Salió del coche, abrió la puerta más pequeña, incrustada en el portal de roble tachonado de latón, y cruzó hasta el patio, donde las losas de mármol aun relucían por la lluvia. Una luz parpadeante que le llegaba desde el otro lado de la puerta de cristal que conducía a su estudio le indicaba que tenía dos mensajes telefónicos. Una vez dentro apretó el botón y se quedó contemplando en la oscuridad, a través del claustro, el joven corredor de bronce de la fuente. La voz de su amigo marroquí, Yacoub Diouri, llenó la habitación. Saludaba a Javier en árabe y a continuación comenzaba a hablar en perfecto español. El próximo fin de semana su vuelo a París haría escala en Madrid, y se preguntaba si podrían verse. ¿Coincidencia o sincronía? La única razón por la que se vería con Yacoub Diouri, uno de los pocos hombres con los que mantenía una relación estrecha, era por Consuelo Jiménez. La intuición tenía oso, comenzabas a creer que todo significaba algo.

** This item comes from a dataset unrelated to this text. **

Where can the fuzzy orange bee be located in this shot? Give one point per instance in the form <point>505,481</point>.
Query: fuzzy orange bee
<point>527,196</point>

El segundo mensaje era de Laura, que seguía queriendo saber si iría a cenar; estarían los dos solos. Falcón sonrió ante la idea. Su relación con Laura no era exclusiva. Ella tenía otros compañeros a los que veía regularmente, y eso no le había molestado… hasta aquel momento, en que, sin razón aparente, la cosa era diferente. Comer paella y pasar la noche con Laura de repente le pareció ridículo.
La llamó y le dijo que no podría ir a cenar, pero que luego se pasaría a tomar una copa.

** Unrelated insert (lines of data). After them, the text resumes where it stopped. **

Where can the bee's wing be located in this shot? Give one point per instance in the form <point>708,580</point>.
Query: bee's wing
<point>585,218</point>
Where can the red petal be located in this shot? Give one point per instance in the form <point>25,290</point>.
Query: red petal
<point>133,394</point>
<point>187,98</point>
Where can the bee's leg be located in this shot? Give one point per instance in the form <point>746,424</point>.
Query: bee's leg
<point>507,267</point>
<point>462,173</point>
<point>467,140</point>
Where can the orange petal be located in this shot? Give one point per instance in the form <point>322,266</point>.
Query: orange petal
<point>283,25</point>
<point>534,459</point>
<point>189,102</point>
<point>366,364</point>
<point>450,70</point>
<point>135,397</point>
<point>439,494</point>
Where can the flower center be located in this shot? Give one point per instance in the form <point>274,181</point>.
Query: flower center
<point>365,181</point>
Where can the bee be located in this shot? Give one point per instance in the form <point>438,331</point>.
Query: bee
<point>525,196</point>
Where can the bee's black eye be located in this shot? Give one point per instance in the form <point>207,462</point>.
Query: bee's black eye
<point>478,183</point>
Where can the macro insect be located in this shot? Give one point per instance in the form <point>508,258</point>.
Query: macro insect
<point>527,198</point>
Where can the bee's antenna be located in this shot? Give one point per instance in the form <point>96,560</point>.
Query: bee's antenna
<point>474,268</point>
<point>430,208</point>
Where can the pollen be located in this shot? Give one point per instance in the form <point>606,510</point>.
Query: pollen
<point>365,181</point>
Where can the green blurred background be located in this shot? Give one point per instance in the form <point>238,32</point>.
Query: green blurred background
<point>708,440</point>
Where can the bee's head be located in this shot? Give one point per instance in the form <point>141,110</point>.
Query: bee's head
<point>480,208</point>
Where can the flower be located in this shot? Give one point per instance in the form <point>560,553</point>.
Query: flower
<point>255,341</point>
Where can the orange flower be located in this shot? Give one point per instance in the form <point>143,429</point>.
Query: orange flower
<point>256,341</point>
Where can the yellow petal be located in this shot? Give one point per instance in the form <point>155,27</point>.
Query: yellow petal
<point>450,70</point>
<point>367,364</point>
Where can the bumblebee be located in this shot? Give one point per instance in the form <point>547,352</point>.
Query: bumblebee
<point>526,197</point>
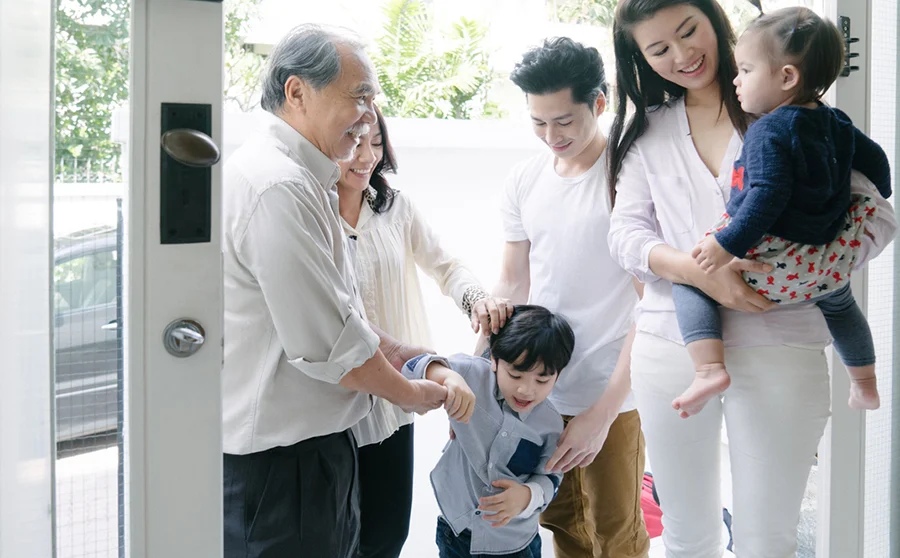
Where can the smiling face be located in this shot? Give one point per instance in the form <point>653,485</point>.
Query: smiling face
<point>523,391</point>
<point>356,172</point>
<point>567,127</point>
<point>680,44</point>
<point>335,117</point>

En casa no tenía nada que comer. Su asistenta había supuesto que cenaría fuera. No había tomado nada en todo el día. El cadáver en el vertedero había interrumpido sus planes para almorzar y había aniquilado su apetito. Ahora tenía hambre. Se fue a dar un paseo. Después de la lluvia, el ambiente era fresco y las calles estaban llenas de gente. 1,a verdad es que ni siquiera se había parado a pensar adónde iba hasta que se encontró rodeando la parte de atrás de la iglesia del Omnium Sanctorum. Sólo entonces admitió que se dirigía al nuevo restaurante de Consuelo Jiménez.
El camarero le trajo la carta y pidió de inmediato. El entrante de la casa llegó enseguida; jamón sobre una tostada con salmorejo. Lo disfrutó acompañándolo de una cerveza. Sintiéndose de pronto atrevido, sacó una de sus tarjetas y escribió en el dorso: Estoy comiendo aquí y me preguntaba si querrías tomar una copa de vino conmigo. Javier. Cuando el camarero regresó con el revuelto de setas, le sirvió un vaso de rioja y Javier le entregó la tarjeta.
Luego el camarero regresó con unas diminutas chuletas de cordero y le llenó la copa de vino.
– La señora no está -dijo el camarero-. Le he dejado la tarjeta sobre el escritorio para que sepa que ha estado aquí.
Falcón sabía que estaba mintiendo. Era una de las ventajas de ser detective. Se comió las chuletas sintiéndose un estúpido por haber creído en la sincronía del momento. Tomó una tercera copa de vino y pidió café. A las 10:40 volvía a estar en la calle. Se apoyó en la pared que había enfrente de la entrada del restaurante, pensando que quizá la viera al salir.
Mientras permanecía allí esperando pacientemente se puso a pensar en muchas cosas. Era asombroso lo poco que había cavilado sobre su vida interior desde que dejara de ir al psicólogo, cuatro años atrás.
Y cuando, una hora después, abandonó la vigilancia, sabía precisamente adonde se dirigía. Estaba decidido a acabar aquella relación superficial con Laura, y, si su trabajo se lo permitía, se consagraría a intentar que Consuelo volviera a entrar en su vida.